If there’s anyone who reflects the everyday lives of Hongkongers in his movies, it’s Fruit Chan. The Hong Kong Second Wave director is a triple threat—filmmaker, producer and screenwriter. Chan became a household name after making Made in Hong Kong in 1997, which earned him several local and international film awards.
Since then, Chan has continued to work on movies that showcase the ordinary lives of middle-class Hongkongers. With 40 years of experience under his belt, Chan remains one of Hong Kong’s most prolific directors.
This year, he’s participating at Hong Kong Art Centre’s first-ever New Waves, New Shores: Busan International Film Festival in Hong Kong to assist budding filmmakers from the city and South Korea and exchange cultural dialogue.
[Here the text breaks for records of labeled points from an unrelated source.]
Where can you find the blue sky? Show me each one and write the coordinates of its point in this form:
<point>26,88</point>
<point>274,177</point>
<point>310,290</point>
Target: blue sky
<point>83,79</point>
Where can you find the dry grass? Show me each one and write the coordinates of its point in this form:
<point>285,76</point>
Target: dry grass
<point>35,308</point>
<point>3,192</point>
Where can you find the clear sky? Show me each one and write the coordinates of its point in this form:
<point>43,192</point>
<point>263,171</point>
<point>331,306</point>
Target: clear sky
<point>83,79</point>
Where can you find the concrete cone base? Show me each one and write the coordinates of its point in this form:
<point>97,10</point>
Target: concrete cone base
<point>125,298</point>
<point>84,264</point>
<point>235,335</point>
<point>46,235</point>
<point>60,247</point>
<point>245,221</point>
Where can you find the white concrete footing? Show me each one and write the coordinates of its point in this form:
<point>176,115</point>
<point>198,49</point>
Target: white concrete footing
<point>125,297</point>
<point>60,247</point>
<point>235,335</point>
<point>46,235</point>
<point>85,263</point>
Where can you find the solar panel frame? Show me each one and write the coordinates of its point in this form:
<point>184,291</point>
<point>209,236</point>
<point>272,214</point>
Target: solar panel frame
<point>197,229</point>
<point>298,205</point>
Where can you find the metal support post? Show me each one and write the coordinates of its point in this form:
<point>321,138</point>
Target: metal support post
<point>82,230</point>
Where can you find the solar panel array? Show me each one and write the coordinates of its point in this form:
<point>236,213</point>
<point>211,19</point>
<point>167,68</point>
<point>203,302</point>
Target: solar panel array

In addition to his movies screening at the independent film festival, Chan will also be participating in a masterclass with renowned South Korean screenwriter, Chung Seo-kyung.
Ahead of the festival—which starts on November 25—Tatler sits down with Chan to talk about his 40-year-long career in the movie industry and what he has learned about himself all these years.
You’ve been in the Hong Kong film industry since the 1980s. How has it changed?
Of course, there are a lot of changes and the changes are significant. However, 40 years have passed since the 1980s, and everything has begun to stabilise. In the past, the movie industry in other countries was still developing. Hong Kong has had Cantonese and Mandarin movies since the 1960s but the movie industry didn’t take off until the New Wave in the 1980s where we saw a lot of new directors.
The Hong Kong movie scene is affected by many different factors right now. Maybe it’s time to take a break and hope it may revive in the future.
You’re an all-rounder—director, screenwriter, producer and editor. Do you have a preference?
I prefer being a director for sure. I started making independent films, and then I switched to doing mainstream movies. To make independent films, you have to understand everyone’s responsibilities and do all the work. Sometimes you have to take care of other positions and you can’t rely on people.
You’ve also made films across multiple genres. Do you have an affinity for a certain one?
Hong Kong directors need to make a wide range of genres. I don’t have a preference for the kind of film that I make. Usually, I am attracted by the story at first and then I consider the market, but I can’t guarantee that the movie will be popular.